I went years without any stage fright, without even understanding what my fellow actors were talking about when they said they were nervous. Because when I was on stage, without my glasses, I could see roughly where the other actors were and not a single face of the people in the audience. And when I could get close, when I could look in another actor’s face, then even the scenery disappeared. They were in my world.

And now there are only two times I take my glasses off. Every night before I get in bed, the very last thing I do is slip them off and set them on the nightstand before I wrap myself around my wife. She’s the only person who sees me without them on, she’s the only one who’s face I see clearly, but without being stretched and distorted away from me.

Or rather, she’s almost the only one – because my close vision has started to go too. I don’t need reading glasses yet, but I can’t see things up close with my glasses on. So now, when my little girl sits on my lap and puts her face right up to mine to tell me something, I slip my glasses up on my head. Or when my son is sad and wants to bury his head in my neck, I slip my glasses off and set them to the side so when he looks up at me I don’t have to lean back to see him.

I have always had this world that I was happily inside of, a place where I couldn’t see well enough to compare my clothes or catch a ball or even see the assignments on the blackboard. It was for me, it was a source of my real self. And I didn’t mean for it to happen, but now the three people who put their faces next to my face are the three people who live there with me. When I’m on stage and when I’m with them, it’s the only time I take the glasses off and I can be my real self.

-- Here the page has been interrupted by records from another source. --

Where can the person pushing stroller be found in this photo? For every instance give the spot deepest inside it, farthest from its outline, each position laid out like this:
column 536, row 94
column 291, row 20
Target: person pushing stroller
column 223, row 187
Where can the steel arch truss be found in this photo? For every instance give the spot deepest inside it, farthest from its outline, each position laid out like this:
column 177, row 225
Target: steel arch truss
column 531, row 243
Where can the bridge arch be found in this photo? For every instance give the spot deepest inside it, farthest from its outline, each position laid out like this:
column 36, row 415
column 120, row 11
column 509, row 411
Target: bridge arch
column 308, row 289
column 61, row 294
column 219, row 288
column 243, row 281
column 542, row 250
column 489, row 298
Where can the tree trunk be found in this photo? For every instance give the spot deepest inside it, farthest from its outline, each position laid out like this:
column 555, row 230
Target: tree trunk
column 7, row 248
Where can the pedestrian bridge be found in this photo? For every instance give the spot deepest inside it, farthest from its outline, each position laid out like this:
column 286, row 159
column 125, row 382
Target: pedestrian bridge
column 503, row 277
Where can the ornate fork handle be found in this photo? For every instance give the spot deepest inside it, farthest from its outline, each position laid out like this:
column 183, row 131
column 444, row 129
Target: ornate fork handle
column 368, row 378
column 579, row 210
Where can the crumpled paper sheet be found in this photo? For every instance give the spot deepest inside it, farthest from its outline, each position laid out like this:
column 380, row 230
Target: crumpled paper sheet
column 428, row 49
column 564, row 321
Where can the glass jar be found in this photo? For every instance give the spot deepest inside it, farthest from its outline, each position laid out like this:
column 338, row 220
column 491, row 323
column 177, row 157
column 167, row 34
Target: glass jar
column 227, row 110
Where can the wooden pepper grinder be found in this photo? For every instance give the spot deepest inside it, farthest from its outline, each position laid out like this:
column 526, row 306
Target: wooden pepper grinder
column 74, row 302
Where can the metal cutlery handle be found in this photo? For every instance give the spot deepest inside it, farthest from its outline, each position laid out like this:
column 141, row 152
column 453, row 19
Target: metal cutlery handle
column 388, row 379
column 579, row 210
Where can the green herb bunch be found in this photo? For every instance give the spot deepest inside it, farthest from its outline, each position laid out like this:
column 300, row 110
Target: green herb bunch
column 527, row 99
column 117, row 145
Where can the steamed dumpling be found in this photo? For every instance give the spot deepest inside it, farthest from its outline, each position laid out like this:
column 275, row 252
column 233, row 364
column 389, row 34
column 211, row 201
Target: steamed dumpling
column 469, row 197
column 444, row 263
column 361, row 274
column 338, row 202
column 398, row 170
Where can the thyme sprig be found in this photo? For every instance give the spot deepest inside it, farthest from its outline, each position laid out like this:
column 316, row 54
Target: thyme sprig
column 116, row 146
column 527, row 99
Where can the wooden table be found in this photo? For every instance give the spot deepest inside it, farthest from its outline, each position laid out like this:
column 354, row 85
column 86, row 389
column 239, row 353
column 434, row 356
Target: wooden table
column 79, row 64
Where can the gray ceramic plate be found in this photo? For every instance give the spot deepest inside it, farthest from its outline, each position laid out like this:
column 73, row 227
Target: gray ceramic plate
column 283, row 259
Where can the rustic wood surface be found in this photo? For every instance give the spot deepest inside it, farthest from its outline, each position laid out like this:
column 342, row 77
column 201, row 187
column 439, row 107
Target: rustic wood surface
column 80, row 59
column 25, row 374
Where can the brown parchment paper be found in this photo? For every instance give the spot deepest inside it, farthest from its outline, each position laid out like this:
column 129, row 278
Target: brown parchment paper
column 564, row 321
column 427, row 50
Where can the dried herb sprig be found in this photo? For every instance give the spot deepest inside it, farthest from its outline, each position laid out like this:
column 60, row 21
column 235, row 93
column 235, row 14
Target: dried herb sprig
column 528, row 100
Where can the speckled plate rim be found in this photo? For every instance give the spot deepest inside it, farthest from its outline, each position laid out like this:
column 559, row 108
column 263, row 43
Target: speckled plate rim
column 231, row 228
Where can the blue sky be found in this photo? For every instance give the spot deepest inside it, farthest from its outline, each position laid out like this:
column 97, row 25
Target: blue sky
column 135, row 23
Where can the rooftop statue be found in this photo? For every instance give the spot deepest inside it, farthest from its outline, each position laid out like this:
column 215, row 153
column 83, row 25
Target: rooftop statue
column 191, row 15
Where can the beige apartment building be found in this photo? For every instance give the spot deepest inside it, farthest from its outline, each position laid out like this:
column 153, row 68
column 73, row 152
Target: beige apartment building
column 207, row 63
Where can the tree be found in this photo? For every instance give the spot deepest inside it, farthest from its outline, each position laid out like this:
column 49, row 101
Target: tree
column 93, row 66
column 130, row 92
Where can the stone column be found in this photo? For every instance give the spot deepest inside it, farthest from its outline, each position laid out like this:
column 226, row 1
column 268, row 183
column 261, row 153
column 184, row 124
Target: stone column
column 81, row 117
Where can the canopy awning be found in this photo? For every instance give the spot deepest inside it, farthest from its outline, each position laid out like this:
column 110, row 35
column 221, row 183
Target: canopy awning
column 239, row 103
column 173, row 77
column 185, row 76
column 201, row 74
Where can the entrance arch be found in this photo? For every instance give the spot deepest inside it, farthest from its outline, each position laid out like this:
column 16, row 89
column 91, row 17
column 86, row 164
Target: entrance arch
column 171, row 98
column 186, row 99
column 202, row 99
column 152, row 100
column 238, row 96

I’m not a big believer in making the best of stuff, I’m not a big believer that what doesn’t kill you makes you stronger or something good can come of something bad. But I know what my glasses have always meant to me, I know why I didn’t get Lasik when the rest of my family did. I have an easy, secret place where I’m not *blind*, but where the lines are a little softer, where the colors blend in to one another, where I can be true to myself. And if I know Lucy, I’m sure she has it too.